What do you think I am? A chartered accountant?

Autonomy Trial Ex-HP CEO Léo Apotheker had not read any of KPMG's due-diligence reports on Autonomy ahead of his company's $11bn acquisition of the British software maker, he told London’s High Court on Tuesday.

Under cross-examination from barrister Robert Miles QC, acting for former Autonomy CEO Mike Lynch, Apotheker painted a grim picture of the top of HP in the immediate run-up to the US titan's acquisition of Autonomy in 2011.

The working relationship between Apotheker and then-HP CFO Cathie Lesjak was described, by Apotheker, as “poisonous” in the days before the takeover. Lesjak even pleaded with HP chairman Ray Lane to stop Apotheker going ahead with the deal, the court heard, sending the chairman emails describing what PR people inside HP were saying about it.

"I tried to talk to him [Apotheker] last week on this and he wasn’t interested. We are reactive and act without good planning. There isn’t financial discipline," Lesjak told Lane, referring to a pre-buyout conversation with Leo Apotheker.

The court was shown an email from Apotheker to Lane asking the chairman to exclude Lesjak from a board meeting held the day before the Autonomy takeover, to which Lane briefly replied: “Probably unprecedented. I would think better to have them in the room.”

Startled by his two top executives squabbling over the Autonomy acquisiton, a large deal even by HP’s standards, Lane called a meeting of non-executive directors, specifically excluding “management” and “consultants," the court heard. In the courtroom, Miles then put it to Apotheker that after the non-execs’ meeting, Lane spoke the then-CEO of HP about what they had discussed – and Apotheker denied having any memory of the conversation.

“Do you think [Lane] is the sort of person who’d make this sort of thing up?” asked Miles. Apotheker, once CEO of SAP, kept his half-smiling poker face on, Monday's sky-blue tie replaced by a sombre dark one, and deflected: “No. I’m saying we have different recollections of the conversation.”

To be diligent, or not to be diligent

Apotheker told the High Court he had not seen a final due-diligence report from HP advisers KPMG before committing to the acquisition – and that he acted partly on the advice of Peter Weinberg from corporate advisory firm Perella Weinberg when deciding to approve the $11.7bn sum HP shelled out for Autonomy.

“Did you ever read any report by KPMG on the due diligence?” Miles asked Apotheker, to which the former CEO replied: “No, I didn’t.” The court heard the auditors produced a draft report by August 9, 2011, about a week before the acquisition was announced – and Apotheker didn’t even read that.

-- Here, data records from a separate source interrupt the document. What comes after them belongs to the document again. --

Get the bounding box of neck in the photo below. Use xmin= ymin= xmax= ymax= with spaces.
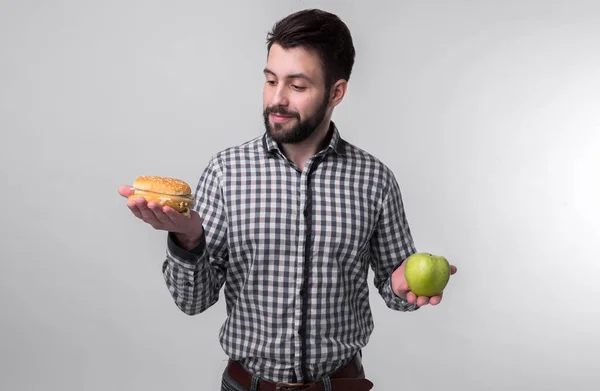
xmin=281 ymin=119 xmax=331 ymax=170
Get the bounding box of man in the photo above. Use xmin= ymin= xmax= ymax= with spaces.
xmin=119 ymin=10 xmax=456 ymax=391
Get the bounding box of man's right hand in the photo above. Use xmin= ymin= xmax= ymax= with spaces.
xmin=119 ymin=185 xmax=204 ymax=250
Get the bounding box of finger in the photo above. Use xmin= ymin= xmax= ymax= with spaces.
xmin=429 ymin=293 xmax=443 ymax=305
xmin=162 ymin=206 xmax=188 ymax=226
xmin=134 ymin=198 xmax=161 ymax=228
xmin=127 ymin=200 xmax=143 ymax=219
xmin=417 ymin=296 xmax=429 ymax=307
xmin=148 ymin=202 xmax=174 ymax=228
xmin=119 ymin=185 xmax=135 ymax=198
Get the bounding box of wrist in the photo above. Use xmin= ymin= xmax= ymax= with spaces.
xmin=175 ymin=231 xmax=204 ymax=250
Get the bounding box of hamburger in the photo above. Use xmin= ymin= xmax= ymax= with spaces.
xmin=128 ymin=175 xmax=195 ymax=217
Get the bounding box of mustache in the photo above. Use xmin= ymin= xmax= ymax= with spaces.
xmin=264 ymin=106 xmax=300 ymax=119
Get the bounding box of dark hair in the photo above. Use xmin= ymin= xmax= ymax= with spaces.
xmin=267 ymin=9 xmax=355 ymax=88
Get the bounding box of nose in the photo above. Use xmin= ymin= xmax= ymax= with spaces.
xmin=272 ymin=83 xmax=289 ymax=106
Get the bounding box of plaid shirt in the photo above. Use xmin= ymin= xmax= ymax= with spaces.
xmin=163 ymin=123 xmax=418 ymax=382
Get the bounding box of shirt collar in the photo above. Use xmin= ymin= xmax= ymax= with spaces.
xmin=263 ymin=121 xmax=345 ymax=155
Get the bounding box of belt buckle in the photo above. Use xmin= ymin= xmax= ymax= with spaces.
xmin=275 ymin=382 xmax=304 ymax=391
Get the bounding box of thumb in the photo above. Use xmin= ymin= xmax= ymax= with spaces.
xmin=119 ymin=185 xmax=134 ymax=198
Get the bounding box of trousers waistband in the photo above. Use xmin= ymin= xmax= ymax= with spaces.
xmin=227 ymin=353 xmax=373 ymax=391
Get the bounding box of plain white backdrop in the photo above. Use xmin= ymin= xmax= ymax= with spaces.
xmin=0 ymin=0 xmax=600 ymax=391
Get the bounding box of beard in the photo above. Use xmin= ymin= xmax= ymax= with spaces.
xmin=263 ymin=93 xmax=329 ymax=144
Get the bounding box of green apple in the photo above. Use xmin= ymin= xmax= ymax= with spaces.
xmin=404 ymin=252 xmax=450 ymax=297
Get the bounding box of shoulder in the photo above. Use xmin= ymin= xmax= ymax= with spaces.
xmin=343 ymin=140 xmax=395 ymax=188
xmin=207 ymin=135 xmax=265 ymax=174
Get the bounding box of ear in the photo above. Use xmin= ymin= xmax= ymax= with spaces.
xmin=329 ymin=79 xmax=348 ymax=107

A final report never showed up from KPMG, the court heard, not that Apotheker ever realized the auditors had not produced a finalized dossier.

When Miles asked the former CEO, “Why didn’t you read KPMG’s draft report?” Apotheker replied:

The system we had in place relied on very professional people, accountants, chartered accountants in fact, to make sure things were in order. It wasn’t up to me to read them – by the way, I would have been incapable of reading all the material. I relied on the system in place, the traffic light system, if someone thought there was something...

Frowning, Miles interrupted: “You say you were incapable of reading [it]?”

“The report was pretty clear,” said Apotheker, adding that “nothing came up, and there was no need to read the report.” Under further needling from Miles, Apotheker then said he didn’t read the report “because I'm not a chartered accountant,” and “I would not have been able to add any value.”

“Did anyone tell you KPMG had never finalised their report?” asked Miles, to which Apotheker, hunched over in the witness box, answered: “No, nobody did.” He did, however, tell the court that, as far as HP was concerned, due diligence was considered done by August 16, 2011, two days before the acquisition was announced, shrugging: “No material was found.”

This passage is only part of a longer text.